While the flow of marketing dollars to these platforms proves their worth, we need to question at what cost, and contemplate whether they are encouraging or hindering true convergence and customer centricity.
Not only do brands give up control of their content; they give up control over their data, and their access to customer insight. The walled gardens typically do not return data that is granular enough for use outside of their precincts, but because they are superficially so effective and easy to use, brands simply iterate their tactics across the various platforms. To a large degree brands are handing ownership of their customers to the platforms, in the same way CPG companies over the years have handed ownership to the trade. This is dangerous in a world where customers’ expectation has been forever re-set by the likes of Amazon and Netflix.
…brands need to find a way to deliver the same performance, in media neutral environments.
These considerations beg the question: are walled gardens a long-term marketing and publishing solution for brands?
One could certainly contend that there is a least a degree of strategy that a brand can bring to bear on walled garden marketing. There is still room for smart thinking and insightful use of the various tools that the platforms provide. The sheer levels of nuance in the targeting abilities at ones disposal are a good argument for walled garden marketing in themselves.
Walled gardens, or just another silo?
There are however strategic drawbacks. The biggest drawback is that the very concept of walled gardens runs contrary to the rapid trend towards convergence around the customer, and simply creates another silo within which to manage customers.
By and large the platforms operate independently of each other, and there is no doubt new silos will be created. Sleeping giants like Amazon wait in the wings and the activity in the telco sector is destined to bring more. All of it largely self-serving, which will only create more fragmentation in a marketing world desperately trying to converge around the customer.
In effect, then, the current walled gardens are merely replicating the siloed legacy situation and lack of orchestration in a new realm. In an era where the wind is blowing in the opposite direction, a shrewd brand would do well to not create too much of a dependency on them.

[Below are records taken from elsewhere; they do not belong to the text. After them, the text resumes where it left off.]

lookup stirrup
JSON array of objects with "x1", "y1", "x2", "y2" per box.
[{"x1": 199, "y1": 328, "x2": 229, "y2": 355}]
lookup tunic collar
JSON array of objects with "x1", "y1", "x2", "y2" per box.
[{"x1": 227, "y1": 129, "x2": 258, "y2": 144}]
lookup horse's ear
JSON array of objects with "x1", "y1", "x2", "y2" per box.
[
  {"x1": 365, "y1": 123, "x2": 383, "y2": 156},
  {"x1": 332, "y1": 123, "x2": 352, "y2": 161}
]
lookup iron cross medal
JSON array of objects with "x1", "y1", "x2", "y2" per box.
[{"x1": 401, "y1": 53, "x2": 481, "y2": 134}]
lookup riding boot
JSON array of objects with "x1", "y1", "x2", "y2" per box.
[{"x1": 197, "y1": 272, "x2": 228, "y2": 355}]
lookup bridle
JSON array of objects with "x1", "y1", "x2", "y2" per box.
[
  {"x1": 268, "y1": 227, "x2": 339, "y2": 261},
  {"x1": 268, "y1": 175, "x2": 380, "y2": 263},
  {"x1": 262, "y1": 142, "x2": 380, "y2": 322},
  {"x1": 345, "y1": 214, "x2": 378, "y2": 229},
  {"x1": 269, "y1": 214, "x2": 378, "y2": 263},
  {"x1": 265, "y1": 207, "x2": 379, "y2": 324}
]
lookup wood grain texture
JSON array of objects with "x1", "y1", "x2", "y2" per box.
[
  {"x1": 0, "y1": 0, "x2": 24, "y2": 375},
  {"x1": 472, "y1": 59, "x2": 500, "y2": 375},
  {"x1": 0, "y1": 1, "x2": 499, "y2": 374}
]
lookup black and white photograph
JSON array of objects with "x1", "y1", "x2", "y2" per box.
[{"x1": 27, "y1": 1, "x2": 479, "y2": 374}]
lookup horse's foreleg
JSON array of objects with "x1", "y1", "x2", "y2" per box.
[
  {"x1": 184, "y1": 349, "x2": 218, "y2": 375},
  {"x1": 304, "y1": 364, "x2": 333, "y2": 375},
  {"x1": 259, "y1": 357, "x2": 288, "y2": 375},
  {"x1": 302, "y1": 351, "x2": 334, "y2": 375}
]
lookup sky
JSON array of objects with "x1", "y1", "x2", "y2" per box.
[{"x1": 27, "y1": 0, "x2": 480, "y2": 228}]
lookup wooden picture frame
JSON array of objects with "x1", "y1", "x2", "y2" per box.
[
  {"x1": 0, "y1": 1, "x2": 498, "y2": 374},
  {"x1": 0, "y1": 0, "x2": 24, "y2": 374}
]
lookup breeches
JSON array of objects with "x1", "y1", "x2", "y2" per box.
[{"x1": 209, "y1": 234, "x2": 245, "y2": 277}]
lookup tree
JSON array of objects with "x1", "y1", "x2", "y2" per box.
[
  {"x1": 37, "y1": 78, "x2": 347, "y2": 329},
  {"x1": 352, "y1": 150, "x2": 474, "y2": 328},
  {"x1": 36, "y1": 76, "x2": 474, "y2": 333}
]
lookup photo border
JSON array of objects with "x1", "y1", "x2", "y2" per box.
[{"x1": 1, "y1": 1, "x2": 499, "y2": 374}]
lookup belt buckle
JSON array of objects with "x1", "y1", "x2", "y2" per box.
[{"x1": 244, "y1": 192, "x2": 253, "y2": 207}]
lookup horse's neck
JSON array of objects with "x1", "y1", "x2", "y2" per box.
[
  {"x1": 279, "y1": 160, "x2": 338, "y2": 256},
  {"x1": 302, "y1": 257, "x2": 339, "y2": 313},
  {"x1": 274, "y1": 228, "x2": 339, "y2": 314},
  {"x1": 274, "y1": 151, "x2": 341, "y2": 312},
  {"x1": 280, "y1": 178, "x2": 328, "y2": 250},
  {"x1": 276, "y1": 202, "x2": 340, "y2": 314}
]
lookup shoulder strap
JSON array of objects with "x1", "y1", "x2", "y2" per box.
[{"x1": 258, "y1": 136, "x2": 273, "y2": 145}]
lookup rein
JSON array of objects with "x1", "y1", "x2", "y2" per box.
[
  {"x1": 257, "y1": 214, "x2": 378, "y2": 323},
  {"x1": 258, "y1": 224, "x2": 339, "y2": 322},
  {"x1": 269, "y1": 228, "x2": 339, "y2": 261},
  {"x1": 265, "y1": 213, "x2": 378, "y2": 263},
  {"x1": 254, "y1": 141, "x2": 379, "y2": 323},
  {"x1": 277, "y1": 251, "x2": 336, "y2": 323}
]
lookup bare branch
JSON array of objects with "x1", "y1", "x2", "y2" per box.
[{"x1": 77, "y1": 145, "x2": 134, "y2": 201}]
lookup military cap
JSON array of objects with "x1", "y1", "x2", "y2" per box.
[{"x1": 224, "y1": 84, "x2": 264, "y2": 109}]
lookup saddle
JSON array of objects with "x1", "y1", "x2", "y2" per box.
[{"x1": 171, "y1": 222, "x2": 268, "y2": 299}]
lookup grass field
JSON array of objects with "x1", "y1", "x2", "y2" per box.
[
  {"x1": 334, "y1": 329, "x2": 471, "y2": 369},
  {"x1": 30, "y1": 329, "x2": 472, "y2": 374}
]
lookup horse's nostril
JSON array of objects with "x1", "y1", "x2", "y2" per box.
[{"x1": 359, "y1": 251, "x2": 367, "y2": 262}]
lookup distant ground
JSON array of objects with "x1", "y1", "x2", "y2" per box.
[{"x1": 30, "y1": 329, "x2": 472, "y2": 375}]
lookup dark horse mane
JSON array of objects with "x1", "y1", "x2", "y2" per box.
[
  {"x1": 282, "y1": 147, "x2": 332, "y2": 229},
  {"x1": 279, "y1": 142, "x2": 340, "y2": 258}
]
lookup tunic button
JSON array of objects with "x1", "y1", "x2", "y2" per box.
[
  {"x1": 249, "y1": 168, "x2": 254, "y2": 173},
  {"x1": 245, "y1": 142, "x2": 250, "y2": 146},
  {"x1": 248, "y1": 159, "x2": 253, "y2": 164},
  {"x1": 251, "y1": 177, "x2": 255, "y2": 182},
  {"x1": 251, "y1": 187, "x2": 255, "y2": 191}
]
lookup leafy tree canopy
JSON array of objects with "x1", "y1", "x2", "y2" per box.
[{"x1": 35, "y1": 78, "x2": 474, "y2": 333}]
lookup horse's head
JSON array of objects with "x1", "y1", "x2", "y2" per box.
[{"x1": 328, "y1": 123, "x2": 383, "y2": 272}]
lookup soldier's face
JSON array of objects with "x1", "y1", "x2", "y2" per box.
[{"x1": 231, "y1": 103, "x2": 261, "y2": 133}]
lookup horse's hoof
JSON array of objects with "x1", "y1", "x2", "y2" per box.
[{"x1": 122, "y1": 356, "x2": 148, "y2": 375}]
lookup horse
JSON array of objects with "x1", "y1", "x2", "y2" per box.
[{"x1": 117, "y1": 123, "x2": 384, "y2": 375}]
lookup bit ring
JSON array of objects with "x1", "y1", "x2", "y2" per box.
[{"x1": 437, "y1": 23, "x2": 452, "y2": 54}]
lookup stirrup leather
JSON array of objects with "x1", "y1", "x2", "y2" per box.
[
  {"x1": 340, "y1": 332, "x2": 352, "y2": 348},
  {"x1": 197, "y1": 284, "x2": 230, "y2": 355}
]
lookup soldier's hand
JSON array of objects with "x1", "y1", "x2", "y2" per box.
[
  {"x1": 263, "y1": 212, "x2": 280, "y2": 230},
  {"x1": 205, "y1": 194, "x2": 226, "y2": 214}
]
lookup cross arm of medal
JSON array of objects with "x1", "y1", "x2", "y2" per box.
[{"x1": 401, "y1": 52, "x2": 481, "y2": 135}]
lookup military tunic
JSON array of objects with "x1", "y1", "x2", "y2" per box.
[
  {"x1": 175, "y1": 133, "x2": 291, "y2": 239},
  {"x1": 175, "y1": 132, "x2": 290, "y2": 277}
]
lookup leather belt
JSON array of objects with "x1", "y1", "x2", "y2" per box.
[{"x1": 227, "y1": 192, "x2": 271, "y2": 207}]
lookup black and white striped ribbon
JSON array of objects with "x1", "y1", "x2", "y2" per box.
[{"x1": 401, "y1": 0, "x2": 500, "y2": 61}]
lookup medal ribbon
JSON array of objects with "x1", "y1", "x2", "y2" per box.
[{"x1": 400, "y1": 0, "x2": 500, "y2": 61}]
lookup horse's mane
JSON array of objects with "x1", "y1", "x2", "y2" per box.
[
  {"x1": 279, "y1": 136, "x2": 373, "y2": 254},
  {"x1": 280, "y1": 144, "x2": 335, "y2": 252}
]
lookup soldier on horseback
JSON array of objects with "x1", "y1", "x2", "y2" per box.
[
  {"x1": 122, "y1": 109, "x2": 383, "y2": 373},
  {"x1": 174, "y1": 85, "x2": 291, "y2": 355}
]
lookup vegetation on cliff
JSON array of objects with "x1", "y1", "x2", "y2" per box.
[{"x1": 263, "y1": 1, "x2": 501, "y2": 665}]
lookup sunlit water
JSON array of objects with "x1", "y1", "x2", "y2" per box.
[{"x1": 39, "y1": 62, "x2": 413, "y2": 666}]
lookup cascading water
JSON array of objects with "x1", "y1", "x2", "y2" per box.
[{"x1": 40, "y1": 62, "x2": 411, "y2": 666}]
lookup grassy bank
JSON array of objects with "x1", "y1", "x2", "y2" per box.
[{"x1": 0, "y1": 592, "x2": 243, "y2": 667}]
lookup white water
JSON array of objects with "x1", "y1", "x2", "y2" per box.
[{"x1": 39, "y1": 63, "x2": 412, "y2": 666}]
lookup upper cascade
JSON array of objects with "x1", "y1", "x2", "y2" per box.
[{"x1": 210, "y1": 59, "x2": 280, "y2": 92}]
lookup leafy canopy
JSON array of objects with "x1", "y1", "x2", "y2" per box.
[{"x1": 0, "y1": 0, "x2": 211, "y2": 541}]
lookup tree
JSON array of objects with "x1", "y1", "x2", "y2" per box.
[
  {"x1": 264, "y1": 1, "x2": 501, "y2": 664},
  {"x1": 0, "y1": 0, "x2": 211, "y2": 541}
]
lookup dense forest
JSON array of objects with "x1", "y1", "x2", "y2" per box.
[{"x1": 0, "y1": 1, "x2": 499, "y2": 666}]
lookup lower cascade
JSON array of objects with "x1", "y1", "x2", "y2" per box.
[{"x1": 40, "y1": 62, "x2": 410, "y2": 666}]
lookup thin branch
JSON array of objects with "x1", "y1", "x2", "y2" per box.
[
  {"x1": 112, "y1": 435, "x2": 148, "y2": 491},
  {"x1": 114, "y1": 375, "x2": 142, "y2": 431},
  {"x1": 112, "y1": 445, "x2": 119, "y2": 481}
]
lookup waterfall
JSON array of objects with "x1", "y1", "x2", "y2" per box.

But to solve this, brands need to find a way to deliver the same performance, in media neutral environments. That requires better organization of data, improved operating models and customer centric go to market strategies, and critically, media-neutral technology platforms that can not only replicate the success and scale of the walled gardens, but the simplicity and ease of workflow. While a lot of this responsibility sits with brands, much is also incumbent upon the marketing cloud vendors. I don’t believe that Salesforce or Adobe are there yet, but looking at their strategy, acquisitions and cloud re-structuring, I’d say the race is on.